French spirits maker Rémy Cointreau posted a slightly smaller-than-expected decline in third quarter sales, helped by a sequential improvement in the United States and major de-stocking in China ahead of the Chinese New Year.
The company reiterated that it did not expect sales to return to growth in the US before financial year 2024/25, and that sales growth would be tempered by a slower than expected economic recovery in post-pandemic China.
Destocking In China
Remy had already flagged sharp destocking in the country in the quarter ahead of the Chinese New Year in February, which chief financial officer Luca Marotta said was temporary.
However, he added that underlying performance in the United States and China - the group's two key markets for coganc - was close to Remy's most cautious scenario.
Jefferies analyst Edward Mundy said in a note that "key questions" remained about the duration of destocking in China and a return to normality in the United States, but the improvement and reiteration of guidance was well-received.

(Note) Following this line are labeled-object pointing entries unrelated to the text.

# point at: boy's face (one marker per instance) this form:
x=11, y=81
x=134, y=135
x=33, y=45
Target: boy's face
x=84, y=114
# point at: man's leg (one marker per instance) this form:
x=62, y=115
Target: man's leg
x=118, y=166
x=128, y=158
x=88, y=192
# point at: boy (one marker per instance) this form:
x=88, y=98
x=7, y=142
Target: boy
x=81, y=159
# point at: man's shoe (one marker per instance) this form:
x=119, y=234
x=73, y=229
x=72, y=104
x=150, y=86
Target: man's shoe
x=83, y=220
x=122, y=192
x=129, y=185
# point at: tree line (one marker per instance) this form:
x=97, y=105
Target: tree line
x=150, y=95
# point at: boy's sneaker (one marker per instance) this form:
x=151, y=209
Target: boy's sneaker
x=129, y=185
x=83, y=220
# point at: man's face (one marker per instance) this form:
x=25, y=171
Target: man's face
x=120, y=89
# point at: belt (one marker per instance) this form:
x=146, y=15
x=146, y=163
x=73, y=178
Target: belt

The company said its sales dropped by 23.5% on an organic basis to €319.9 million ($346.7 million) in the third quarter, which covers the important Christmas season, ahead of analysts' expectations of €318.6 million in a company-compiled consensus.
Its Europe, Middle East and Africa (EMEA) region saw a sharp decline in the quarter due to a combined impact of unfavourable phasing and inflation curbing consumption. Remy said annual sales growth in the region would also be moderated by the persistently high inflation.
Sales of cognac, which makes up a large portion of Remy's revenue, were down 33.9% in the quarter at €197.1 million, versus €194.0 million expected by analysts.
Rémy's Liqueurs & Spirits division reported quarterly organic growth of 4.3%, driven by good momentum and positive phasing effect in the United States.